Is there a time limit for how far back the tax people can, or would, realistically go for something like this?

Many thanks, once again, for your help.

taxmuddle
26/7/2011
17:14
I update my CGT list whenever I buy or sell a share. I don't put the contract note away until I have updated the list. Matching trades went out a couple of years ago - buys get added to a 'pool' (a section 104 holding) which is total shares held with total price paid - that is carried over from year to year.

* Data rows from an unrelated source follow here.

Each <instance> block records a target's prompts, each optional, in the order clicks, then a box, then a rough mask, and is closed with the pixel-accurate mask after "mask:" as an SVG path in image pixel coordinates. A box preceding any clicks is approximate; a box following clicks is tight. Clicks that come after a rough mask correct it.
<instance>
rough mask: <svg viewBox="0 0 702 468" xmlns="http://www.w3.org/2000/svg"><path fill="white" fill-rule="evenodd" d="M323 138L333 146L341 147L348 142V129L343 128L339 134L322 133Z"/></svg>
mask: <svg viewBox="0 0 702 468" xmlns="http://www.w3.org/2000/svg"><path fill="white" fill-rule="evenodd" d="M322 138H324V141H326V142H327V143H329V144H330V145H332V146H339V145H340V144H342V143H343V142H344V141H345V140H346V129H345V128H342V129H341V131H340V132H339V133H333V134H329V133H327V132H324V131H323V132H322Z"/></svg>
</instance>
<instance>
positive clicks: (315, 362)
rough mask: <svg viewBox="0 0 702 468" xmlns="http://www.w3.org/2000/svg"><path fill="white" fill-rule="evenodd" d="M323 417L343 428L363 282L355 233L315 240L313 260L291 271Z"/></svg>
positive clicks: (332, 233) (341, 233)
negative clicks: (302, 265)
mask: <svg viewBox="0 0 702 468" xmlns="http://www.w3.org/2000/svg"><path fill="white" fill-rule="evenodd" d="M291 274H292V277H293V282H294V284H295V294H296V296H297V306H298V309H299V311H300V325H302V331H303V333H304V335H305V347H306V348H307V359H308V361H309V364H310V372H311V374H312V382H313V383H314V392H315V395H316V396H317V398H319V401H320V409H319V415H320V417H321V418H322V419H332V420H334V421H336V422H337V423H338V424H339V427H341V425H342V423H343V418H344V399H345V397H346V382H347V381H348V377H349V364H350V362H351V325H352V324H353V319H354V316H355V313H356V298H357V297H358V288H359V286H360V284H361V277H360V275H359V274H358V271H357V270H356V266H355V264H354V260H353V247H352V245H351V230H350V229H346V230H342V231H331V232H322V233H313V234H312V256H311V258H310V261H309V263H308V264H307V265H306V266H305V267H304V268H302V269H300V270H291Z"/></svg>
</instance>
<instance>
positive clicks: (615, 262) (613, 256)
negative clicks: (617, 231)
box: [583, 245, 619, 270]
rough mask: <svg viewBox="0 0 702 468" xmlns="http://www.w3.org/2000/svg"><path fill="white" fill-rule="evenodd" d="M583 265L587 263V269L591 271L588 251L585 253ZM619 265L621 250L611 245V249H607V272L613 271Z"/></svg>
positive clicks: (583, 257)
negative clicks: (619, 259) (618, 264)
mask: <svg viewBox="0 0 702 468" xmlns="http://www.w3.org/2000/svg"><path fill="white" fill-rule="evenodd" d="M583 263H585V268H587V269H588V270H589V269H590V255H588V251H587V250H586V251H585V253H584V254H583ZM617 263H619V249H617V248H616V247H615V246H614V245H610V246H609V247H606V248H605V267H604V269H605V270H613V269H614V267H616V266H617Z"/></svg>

At the end of a tax year (5 April) I run my prog and create a new file for the following tax year using info provided in the bottom text box. If you are really keen to keep to the rules, you should also check sales in the new tax year to see if they were within 30 days of an earlier buy. I don't bother. I close my data list after markets close on 5 April and add all new deals to data list for the next year. It means that a sale within 30 days of a buy would be matched to the pool price instead of the latest buy price. I doubt if the taxman would find the mismatch as the deals are in different tax years, and I doubt if it makes much difference to gain or tax due.